Friday, 1 August 2014

Employment rights for illegal workers

A recent decision of the Supreme Court has received coverage in the media. The case involved a claim for race discrimination which was being pursued by an overseas employee who had no right to work in the UK. Initially the Court of Appeal decided that the claim must fail as it was based on a contract of employment which was itself illegal. 

However the Supreme Court has overturned this decision based on more wide spread policy considerations and potentially the issue of human trafficking. It is one of these situations where it is easy to see why the court has acted in the way it has but it leaves a sense of unease particularly if subsequently applied in less blatant circumstances. It must be wrong for any employer to act in an unreasonable manner to their employees and there does seem evidence that those who are working here illegally are, for obvious reasons, particularly susceptible to more extreme behaviour of this kind. 

However aiding the victims of human trafficking should not in my view be the role of Employment Tribunals and this move seems to be an acknowledgement of the Government’s failure to address the underlying problem and an attempt by the Court to intervene by a less appropriate route. 

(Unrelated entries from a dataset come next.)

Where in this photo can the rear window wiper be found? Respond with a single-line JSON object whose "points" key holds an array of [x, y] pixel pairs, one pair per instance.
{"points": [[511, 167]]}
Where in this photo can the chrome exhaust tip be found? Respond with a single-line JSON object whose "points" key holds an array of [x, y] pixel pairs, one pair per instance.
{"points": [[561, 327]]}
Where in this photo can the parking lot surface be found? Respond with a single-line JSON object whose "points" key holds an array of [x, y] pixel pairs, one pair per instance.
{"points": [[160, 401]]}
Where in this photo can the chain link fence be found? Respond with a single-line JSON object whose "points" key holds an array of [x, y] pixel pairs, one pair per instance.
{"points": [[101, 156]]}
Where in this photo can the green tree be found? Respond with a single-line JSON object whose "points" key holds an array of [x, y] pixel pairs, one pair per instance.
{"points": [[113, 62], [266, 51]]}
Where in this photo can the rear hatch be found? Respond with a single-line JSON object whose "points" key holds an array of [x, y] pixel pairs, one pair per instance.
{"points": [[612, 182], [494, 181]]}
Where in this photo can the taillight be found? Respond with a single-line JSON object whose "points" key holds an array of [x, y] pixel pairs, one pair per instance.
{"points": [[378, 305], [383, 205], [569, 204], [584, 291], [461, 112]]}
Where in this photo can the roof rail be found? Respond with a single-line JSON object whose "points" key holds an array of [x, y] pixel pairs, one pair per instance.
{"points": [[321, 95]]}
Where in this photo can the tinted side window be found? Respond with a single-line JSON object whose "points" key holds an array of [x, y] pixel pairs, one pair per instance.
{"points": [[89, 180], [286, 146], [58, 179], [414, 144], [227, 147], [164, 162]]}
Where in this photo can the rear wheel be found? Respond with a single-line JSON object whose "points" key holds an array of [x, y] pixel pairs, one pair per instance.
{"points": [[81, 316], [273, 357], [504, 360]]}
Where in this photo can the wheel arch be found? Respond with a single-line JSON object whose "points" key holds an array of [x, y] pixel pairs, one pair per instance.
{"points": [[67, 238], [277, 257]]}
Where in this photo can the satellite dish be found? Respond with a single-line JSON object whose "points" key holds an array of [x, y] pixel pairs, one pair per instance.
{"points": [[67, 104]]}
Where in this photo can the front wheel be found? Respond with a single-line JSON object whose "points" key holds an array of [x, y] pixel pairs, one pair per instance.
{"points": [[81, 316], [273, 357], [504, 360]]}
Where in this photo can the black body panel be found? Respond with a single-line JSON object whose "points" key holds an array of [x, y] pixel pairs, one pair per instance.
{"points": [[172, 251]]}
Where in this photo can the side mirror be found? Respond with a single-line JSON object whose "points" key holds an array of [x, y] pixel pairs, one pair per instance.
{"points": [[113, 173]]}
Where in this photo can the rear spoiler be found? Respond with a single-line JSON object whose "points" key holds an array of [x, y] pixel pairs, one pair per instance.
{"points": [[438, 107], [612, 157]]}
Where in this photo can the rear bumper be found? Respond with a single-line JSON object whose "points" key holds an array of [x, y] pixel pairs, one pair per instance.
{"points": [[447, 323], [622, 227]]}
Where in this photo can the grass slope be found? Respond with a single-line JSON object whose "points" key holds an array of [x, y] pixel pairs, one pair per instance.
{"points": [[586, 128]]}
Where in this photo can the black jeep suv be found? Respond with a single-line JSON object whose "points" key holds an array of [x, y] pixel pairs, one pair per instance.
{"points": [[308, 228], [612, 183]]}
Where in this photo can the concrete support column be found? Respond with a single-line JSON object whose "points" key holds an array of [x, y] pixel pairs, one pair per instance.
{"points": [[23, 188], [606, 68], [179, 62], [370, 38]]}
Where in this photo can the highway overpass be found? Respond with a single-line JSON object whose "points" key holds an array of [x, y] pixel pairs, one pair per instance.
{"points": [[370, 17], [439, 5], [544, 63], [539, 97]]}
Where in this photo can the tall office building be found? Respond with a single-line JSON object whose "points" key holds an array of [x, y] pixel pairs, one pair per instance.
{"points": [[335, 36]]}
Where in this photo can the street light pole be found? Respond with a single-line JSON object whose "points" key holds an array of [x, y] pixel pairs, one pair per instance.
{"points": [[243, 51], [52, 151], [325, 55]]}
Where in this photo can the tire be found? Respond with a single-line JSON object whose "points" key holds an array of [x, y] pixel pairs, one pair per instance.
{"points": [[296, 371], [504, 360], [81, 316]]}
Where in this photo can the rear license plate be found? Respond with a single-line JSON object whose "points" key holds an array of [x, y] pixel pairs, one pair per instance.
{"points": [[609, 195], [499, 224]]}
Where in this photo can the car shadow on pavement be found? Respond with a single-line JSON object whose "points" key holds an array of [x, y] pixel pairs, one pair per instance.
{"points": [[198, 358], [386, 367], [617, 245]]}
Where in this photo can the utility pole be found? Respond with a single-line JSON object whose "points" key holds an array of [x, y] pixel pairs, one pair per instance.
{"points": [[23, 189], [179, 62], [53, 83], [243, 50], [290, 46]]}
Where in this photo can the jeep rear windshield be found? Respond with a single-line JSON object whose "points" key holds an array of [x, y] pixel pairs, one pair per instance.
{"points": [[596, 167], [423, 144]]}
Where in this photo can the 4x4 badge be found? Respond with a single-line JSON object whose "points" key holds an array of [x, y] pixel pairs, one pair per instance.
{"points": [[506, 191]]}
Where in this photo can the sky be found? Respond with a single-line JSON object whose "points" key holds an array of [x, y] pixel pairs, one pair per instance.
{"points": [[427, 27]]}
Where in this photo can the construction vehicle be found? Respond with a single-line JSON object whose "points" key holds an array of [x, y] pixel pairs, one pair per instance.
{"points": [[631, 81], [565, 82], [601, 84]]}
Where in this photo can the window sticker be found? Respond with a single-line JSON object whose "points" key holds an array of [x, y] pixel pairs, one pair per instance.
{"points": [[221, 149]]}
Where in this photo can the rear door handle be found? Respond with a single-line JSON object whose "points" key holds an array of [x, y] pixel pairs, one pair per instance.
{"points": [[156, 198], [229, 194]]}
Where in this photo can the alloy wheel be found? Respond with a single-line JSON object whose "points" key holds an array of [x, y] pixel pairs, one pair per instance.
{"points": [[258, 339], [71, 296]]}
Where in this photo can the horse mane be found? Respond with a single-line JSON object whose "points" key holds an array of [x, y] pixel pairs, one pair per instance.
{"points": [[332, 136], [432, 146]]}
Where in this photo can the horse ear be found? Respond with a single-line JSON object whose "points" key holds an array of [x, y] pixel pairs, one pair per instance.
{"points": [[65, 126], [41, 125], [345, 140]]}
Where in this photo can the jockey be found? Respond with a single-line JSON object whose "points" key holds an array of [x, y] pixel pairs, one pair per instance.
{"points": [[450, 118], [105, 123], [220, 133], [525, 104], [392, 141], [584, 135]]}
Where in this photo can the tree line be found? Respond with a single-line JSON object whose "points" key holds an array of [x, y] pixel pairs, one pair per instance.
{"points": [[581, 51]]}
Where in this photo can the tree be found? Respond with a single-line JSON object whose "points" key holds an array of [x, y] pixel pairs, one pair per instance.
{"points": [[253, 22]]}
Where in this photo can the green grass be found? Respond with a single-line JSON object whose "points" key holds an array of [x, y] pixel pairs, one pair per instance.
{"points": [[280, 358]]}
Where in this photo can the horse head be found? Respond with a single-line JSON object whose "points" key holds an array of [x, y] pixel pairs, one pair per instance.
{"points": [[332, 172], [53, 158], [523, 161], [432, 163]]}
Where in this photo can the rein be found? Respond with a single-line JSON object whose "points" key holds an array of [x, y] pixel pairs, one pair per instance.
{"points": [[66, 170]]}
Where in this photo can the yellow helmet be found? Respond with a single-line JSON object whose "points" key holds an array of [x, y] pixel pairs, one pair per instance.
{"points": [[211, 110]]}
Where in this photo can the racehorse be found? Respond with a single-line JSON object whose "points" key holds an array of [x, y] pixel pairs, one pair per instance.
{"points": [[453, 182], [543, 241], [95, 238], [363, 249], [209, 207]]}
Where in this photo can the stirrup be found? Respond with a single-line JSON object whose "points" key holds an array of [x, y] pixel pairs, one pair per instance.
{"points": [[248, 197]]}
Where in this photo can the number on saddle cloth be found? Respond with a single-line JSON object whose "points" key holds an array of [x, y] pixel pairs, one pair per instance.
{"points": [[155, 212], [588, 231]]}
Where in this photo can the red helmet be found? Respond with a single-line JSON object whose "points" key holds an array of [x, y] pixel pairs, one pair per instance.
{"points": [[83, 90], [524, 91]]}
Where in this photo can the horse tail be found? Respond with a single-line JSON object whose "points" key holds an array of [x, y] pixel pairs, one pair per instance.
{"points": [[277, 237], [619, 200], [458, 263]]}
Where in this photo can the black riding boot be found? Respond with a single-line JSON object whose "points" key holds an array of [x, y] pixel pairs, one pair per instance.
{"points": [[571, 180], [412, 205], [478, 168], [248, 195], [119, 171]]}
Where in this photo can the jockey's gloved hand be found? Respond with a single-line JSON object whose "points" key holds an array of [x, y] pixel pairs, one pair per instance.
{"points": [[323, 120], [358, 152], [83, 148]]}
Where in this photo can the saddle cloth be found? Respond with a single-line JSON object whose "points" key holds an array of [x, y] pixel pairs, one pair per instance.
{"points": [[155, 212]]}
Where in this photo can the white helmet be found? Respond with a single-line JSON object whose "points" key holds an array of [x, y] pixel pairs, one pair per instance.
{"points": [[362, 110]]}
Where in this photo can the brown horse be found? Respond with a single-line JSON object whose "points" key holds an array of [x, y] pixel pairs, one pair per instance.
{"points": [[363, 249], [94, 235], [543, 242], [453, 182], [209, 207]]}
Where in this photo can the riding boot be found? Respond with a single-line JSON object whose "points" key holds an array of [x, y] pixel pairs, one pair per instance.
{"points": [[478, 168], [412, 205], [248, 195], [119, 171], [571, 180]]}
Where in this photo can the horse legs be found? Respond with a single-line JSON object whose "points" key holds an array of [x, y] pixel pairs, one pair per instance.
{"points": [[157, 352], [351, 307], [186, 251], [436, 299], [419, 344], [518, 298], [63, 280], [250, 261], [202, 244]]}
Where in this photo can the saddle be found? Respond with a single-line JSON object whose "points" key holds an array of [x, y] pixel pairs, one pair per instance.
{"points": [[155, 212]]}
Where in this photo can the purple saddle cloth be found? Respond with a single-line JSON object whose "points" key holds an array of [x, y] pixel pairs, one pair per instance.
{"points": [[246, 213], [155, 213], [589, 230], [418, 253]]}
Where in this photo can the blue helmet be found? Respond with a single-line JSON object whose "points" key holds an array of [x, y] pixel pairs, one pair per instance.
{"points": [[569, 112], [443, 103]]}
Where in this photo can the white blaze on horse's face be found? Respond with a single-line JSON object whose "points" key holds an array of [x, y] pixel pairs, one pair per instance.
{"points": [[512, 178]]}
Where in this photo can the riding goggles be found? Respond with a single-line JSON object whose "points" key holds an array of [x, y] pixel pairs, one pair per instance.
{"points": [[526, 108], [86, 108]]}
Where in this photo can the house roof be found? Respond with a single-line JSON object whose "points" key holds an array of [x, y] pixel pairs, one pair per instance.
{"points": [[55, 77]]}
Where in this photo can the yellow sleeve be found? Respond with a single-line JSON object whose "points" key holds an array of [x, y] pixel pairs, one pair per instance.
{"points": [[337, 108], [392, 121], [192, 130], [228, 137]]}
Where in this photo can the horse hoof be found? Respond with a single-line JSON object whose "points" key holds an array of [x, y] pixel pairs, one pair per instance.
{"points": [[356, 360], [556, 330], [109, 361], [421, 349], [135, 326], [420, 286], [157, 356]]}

As a general rule is it reasonable to expect illegal workers to have rights in some areas equivalent to those who are legally working? With the exception of those held against their will those who choose to work here without proper authorisation should not be able to seek redress or compensation through our employment law and appropriate action should be taken against both employers and employees in this situation.

Friday, 25 July 2014

Obesity discrimination?

As the debate on continued membership of the ECC hots up and the possibility of renegotiation rises it is always interesting to keep an eye on the activities of the European Court of Justice and its attempts to define and extend the effect of euro law. For many it is euro legislation in areas such as employment law which epitomises the worst over centralisation and red tape that now  seem to surround Europe and which are a long way from the common market ideal that we signed up to. In a recent decision the Court has found that whilst it is not possible to discriminate on the grounds of obesity it is possible that severe obesity might fall within the definition of "disability" if it limits a worker from full and effective participation in their professional life on an equal basis with other workers.